Taken together, these studies have identified an exciting role for PHIP in the progression of melanoma and other cancers, and as a potential therapeutic target. In the biomarker realm, PHIP is one of few markers whose prognostic role has been demonstrated at both the DNA and protein levels. The enrichment of PHIP in melanoma metastases is quite unprecedented, and suggests the important survival advantage it confers to melanoma cells, resulting in the progressive copy number elevations observed in melanoma progression.

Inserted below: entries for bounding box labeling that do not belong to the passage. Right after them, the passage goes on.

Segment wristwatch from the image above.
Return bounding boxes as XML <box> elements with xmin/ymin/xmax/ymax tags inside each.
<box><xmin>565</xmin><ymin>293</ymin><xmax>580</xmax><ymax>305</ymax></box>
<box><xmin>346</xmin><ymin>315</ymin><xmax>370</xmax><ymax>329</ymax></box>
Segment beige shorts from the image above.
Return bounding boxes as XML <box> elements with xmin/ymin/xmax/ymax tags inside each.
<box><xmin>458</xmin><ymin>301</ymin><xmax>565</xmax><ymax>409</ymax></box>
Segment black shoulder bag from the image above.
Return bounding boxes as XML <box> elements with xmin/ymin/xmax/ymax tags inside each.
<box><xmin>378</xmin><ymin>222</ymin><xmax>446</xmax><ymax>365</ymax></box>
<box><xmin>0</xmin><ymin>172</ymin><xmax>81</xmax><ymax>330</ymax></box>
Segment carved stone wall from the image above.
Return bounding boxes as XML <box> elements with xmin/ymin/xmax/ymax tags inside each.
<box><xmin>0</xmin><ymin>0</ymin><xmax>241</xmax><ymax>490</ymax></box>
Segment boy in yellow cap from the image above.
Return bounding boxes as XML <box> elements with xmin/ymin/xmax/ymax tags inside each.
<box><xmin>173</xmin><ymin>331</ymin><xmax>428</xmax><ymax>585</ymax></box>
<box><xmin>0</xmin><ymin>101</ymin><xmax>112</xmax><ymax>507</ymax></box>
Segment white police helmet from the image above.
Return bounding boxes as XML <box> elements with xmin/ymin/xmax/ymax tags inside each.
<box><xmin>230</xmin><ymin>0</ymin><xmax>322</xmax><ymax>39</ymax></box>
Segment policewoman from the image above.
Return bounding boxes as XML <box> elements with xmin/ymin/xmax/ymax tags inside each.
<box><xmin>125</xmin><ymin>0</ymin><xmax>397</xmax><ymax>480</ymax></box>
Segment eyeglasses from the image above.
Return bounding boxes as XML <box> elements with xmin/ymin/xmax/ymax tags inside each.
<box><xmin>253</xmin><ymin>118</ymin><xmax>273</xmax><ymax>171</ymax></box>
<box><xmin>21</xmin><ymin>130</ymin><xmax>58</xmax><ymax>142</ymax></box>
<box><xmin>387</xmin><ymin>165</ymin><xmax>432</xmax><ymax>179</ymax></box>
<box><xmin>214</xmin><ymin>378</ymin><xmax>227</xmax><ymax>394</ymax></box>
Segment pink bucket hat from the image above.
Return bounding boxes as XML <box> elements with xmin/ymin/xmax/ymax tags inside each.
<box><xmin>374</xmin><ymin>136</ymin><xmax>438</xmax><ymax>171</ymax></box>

Separately, the enrichment of PHIP in various molecular subtypes identifies it as a rational target for therapy of tumors in which therapeutic targeting has been difficult to achieve (e.g., NRAS-mutant melanoma and driver-negative tumors). In summary, PHIP is a highly versatile protein with diverse cellular functions, supporting its enrichment in distinct cancer subtypes, and representing a novel target for therapy. Additional research will be required to fulfill the promise of PHIP both as a biomarker and as a target for cancer therapy.